Here are some strategies that can help you manage social media fatigue. What works for one person might not work for another – trial and error might be needed to find what works for you.
Set limits – Establish boundaries by setting daily time limits for social media usage. Consider using features on platforms that remind you when you’ve reached the limit you’ve set.
Digital detox – Dedicate certain hours of the day or even entire days to disconnect from social media. Use this time to engage in offline activities that bring you joy.
Curate your feed – Unfollow accounts that make you feel anxious or inadequate. Follow accounts that promote positivity, inspiration, and well-being.

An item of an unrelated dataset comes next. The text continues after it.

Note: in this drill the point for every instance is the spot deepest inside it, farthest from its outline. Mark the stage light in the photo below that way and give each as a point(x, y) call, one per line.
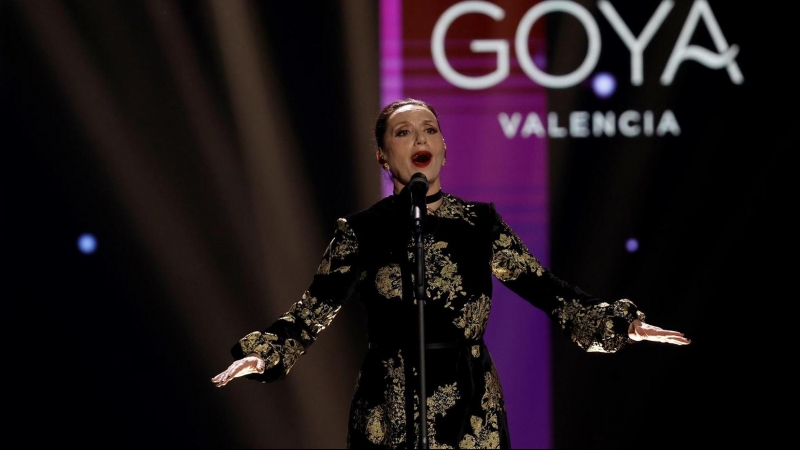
point(87, 243)
point(632, 245)
point(604, 84)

Be mindful of your emotions and needs – Before scrolling, take a moment to check in with yourself. Are you in the right headspace to engage with social media?
Focus on real-life connections – Spend quality time with friends, family, and community offline. Having face-to-face interactions can be refreshing and fulfilling.
Hobbies and passions – Rediscover or develop new hobbies that aren’t connected to screens. These can be outlets for creativity and relaxation.
Educate yourself – Learn about the impact of social media on mental health. Understanding the psychological aspects can help you make informed decisions.
Remember, social media is a tool that should enhance your life, not take away from it. It’s okay to take breaks, set boundaries, and prioritize your mental well-being. By being mindful of your social media usage and practicing self-care, you can effectively manage social media fatigue and create a healthier online experience for yourself. So, go ahead, log off, and explore the beautiful world beyond the screen!